Interesting - I've never seen that before. Only the last bar of the day is not the proper volume size which I attibute to the fact that they seem to "reset" things at midnight.
How I see it is that if you are building 500 share bars and right now you are at 490 and a 50 share trade goes across then the bar wil go up to 540, close, then start the next bar. Hard to get around.
That is exactly how eSignal built their bars the last time I checked and it is an easy fix. MultiCharts, Ensign and Sierra all take the eSignal feed and correctly build the Volume Bars by capping the volume to a user defined amount. If they can do it with with the esignal feed then eSignal should be able to do it . . . especially when MultiCharts does a bulk of eSignal's programming. It is simply a matter of priorities. That same scenario done correctly would have 10 of those shares being attributed to the bar with 490 and the balance of 40 shares going to begin the next bar.
Based on the following link Esignal is properly constructing constant volume bars: "...For example, to create a 1000 contracts per bar bar chart (meaning you want the bar to fill with 1000 contracts or shares before starting a new bar ) you will have to enter 1000V. For any number of shares traded higher than the specified interval, the trade will be split among multiple Volume Bars." http://kb.esignalcentral.com/display/2/articleDirect/index.asp?aid=1275&r=0.597851
The link is dead and according to eSignal Support their Volume Bars aren't capped to the user specified amount.

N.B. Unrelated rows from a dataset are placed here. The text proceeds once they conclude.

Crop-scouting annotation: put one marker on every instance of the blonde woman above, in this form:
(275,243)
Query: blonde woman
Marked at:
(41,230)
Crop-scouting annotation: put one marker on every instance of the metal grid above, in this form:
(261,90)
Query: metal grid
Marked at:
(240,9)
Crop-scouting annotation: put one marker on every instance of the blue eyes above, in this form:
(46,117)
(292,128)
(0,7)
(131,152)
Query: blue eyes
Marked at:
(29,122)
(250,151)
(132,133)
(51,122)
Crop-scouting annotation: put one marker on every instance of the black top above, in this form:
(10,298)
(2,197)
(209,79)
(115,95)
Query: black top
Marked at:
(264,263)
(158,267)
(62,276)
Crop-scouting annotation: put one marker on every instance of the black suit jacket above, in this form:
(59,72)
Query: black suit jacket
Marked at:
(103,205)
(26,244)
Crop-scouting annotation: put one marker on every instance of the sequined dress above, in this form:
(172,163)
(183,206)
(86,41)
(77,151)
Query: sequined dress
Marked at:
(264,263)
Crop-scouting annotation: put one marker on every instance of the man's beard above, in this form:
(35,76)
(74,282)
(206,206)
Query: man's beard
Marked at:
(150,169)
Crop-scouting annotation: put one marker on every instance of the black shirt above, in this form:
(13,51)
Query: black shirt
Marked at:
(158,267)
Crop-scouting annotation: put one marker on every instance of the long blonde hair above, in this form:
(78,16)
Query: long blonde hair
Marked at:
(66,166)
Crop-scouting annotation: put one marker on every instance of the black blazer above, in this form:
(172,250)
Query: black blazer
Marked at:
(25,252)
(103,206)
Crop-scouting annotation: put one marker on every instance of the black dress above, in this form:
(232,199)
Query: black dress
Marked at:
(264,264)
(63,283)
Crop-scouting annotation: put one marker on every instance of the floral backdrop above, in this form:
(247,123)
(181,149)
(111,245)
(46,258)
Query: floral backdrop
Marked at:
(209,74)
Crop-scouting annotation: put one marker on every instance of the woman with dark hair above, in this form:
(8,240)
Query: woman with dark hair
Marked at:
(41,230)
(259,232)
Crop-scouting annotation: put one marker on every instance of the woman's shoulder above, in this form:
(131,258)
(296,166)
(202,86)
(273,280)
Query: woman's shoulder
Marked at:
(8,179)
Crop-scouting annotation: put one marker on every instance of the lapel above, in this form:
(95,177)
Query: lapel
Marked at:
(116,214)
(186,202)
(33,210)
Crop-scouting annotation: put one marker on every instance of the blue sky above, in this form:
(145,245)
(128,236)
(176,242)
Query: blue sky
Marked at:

If this problem has been fixed then let someone from eSignal post a comment here saying so.
Tradestation is even worse. They know about the problem, they were contacted but one of their most affluential customers and told about it, their tech support tried to get my programmer to give them his code that fixed it but refused to fix it on their own saying it was a waste of time that no one cared. That is shear arrogance.